Even if Rahman is able to land a solid punch, KOing Wlad is not such an easy task. The Ukranian does tend to get up again no matter how hard he is hit, and in many cases carries on to win the fight. Wlad was genuinely KOed by Corrie Sanders, a fighter with an even harder punch than Rahman, and far faster hands. Sanders decided to just jump on Wladimir from the opening bell, this proved to be a very effective strategy and is probably the best chance Rahman has of winning. Wladimir’s chances of KOing Rahman are very high as he has a lot of power in both hands. He has stopped opponents off straight rights, hooks off the jab, his jab alone, left hooks, and uppercuts. He carries a lot more power than Maskaev who has twice stopped Rahman. Further factors working in Wlad’s favour are the fact that he is 4 years younger and has taken considerably less punishment in the ring than his Baltimore opponent.
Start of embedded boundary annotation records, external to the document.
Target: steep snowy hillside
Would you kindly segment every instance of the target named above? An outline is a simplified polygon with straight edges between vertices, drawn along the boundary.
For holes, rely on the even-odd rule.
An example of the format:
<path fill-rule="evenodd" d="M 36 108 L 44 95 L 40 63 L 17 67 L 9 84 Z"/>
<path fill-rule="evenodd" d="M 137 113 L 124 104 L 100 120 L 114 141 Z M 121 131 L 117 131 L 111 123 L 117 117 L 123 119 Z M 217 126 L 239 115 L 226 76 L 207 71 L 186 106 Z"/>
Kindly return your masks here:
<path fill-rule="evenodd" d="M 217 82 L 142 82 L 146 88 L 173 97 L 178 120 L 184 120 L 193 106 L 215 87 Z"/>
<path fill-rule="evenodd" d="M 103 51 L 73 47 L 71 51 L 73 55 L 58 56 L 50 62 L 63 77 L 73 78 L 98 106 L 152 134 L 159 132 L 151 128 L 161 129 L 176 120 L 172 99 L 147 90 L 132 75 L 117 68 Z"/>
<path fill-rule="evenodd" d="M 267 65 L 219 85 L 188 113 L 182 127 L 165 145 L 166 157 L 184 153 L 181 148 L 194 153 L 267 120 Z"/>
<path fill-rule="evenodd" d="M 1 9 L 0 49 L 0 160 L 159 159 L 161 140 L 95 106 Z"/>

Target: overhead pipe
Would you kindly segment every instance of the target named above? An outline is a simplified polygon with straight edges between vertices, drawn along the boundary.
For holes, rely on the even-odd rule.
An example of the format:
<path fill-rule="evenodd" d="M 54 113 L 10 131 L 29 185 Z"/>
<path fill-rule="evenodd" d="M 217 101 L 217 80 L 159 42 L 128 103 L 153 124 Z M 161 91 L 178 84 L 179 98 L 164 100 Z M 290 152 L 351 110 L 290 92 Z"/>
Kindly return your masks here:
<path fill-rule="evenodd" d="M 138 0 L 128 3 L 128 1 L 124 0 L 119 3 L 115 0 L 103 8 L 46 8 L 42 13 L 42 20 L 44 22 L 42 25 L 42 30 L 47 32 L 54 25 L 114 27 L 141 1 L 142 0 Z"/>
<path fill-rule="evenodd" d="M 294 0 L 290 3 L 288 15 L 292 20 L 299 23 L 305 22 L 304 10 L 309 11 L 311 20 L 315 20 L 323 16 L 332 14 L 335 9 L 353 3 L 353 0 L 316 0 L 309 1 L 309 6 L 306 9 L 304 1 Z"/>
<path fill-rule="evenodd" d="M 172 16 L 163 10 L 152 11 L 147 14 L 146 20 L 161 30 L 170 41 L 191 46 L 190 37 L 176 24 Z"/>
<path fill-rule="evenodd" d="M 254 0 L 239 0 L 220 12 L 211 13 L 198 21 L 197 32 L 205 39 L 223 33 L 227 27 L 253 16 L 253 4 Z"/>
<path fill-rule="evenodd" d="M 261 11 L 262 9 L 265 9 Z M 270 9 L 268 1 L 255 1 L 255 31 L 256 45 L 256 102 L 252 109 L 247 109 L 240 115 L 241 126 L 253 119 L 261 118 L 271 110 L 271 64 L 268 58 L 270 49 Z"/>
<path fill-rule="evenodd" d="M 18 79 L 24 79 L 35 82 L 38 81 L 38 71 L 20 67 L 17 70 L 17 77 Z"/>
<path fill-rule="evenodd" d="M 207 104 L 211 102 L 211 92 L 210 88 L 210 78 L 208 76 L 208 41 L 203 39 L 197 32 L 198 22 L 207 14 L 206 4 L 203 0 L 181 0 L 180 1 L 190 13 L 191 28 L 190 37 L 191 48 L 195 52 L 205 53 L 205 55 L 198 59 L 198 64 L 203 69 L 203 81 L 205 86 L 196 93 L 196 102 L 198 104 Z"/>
For Rahman this is his final make or break test. He can either go back 7 and a half years and produce another of those winning ‘Thunder in the Jungle’ punches and once again seize the place as the top heavyweight in the world. If Rahman cannot produce and capitalize on a punch like that then he is likely to be knocked out by the most devastating punches he has encountered since he lost to Lennox 7 years ago. The heavyweight scene has become a little more competitive recently with the entrance of former undisputed Cruiserweight David Haye, the progress of Alexander Povetkin and the dominant Klitschko Brothers. In this climate it is unlikely – if Rahman loses to Wladimir – that propped up records, magical promoters, and publicity from one punch upsets that happened 7 years ago will be able to secure The Rock another shot at a world title. Look for Wlad to convincingly stop Rahman in the mid rounds, if not earlier. Then look for the heavyweight division to finally see more deserving heavyweight challengers being given a shot at the title.